Formel 1 in der Schule

Das erfolgreiche SIHK-Projekt „Formel 1 in der Schule“ hat so starken Zulauf wie noch nie. 52 Schülerinnen und Schüler nahmen am vergangenen Durchgang des Programms im Rahmen ihrer Berufsorientierung teil. In dem Projekt können die jungen Leute praktische Erfahrungen mit den Anforderungen technischer Berufe gewinnen.

Regelmäßig nach der Schule konstruieren die Teilnehmerinnen und Teilnehmer in Teams in den kommenden Monaten ihre Autos. Jedem Team werden dabei vielseitige Talente abverlangt.

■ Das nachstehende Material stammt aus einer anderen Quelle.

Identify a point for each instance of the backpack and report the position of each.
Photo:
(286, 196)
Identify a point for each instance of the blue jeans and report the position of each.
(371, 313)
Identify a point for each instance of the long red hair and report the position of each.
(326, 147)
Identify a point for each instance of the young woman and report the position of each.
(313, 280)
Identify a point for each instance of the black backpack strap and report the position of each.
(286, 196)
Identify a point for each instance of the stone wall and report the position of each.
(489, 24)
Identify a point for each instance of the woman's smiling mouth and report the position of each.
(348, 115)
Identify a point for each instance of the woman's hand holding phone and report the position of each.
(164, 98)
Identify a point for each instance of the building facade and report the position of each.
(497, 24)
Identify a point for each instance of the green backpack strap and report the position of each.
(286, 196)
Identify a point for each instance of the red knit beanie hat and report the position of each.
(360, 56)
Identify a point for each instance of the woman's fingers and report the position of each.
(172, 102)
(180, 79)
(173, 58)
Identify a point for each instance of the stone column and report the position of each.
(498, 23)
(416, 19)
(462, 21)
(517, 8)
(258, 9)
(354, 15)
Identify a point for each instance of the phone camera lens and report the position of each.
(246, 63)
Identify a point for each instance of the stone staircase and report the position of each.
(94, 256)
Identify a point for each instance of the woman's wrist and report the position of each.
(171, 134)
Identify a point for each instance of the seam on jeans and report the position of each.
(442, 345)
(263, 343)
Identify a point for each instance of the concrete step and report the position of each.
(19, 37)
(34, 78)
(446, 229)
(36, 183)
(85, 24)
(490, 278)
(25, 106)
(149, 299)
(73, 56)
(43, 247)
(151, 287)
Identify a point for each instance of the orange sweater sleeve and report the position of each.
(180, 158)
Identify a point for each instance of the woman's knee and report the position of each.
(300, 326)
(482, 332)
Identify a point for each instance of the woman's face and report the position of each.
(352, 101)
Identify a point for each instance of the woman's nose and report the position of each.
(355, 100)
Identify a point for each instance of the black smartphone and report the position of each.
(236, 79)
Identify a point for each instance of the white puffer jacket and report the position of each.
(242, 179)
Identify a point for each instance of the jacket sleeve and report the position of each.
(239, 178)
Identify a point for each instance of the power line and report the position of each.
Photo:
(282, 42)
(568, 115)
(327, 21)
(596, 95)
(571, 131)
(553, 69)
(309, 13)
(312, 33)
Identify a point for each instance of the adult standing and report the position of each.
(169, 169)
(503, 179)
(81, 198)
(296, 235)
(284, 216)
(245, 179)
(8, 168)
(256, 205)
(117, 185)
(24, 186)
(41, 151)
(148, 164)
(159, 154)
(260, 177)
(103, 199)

Es gibt einen Konstrukteur, einen Designer, einen Ingenieur und zahlreiche Aufgaben mehr. Wenn die Schülerinnen und Schüler im Landes- oder Bundeswettbewerb erfolgreich sein wollen, muss alles passen. Denn die unabhängige Jury urteilt genau. Nicht nur die Schnelligkeit des Miniatur-Rennwagens ist gefragt. Auch das Auftreten des Teams, die Optik des Präsentationsstandes in der Boxengasse und die Präsentation per Bildanimation werden von den Juroren bewertet. Zudem müssen alle technischen Regeln eingehalten und ein Teamportfolio erstellt werden. Die Autos müssen im Windkanal getestet werden, Sponsoren müssen besorgt werden, eine Gestaltung überlegt und die Fahrzeuge lackiert werden. Und das alles in der Freizeit. Hilfe bekommen die jungen Konstrukteure von Studenten der Fachhochschule Südwestfalen.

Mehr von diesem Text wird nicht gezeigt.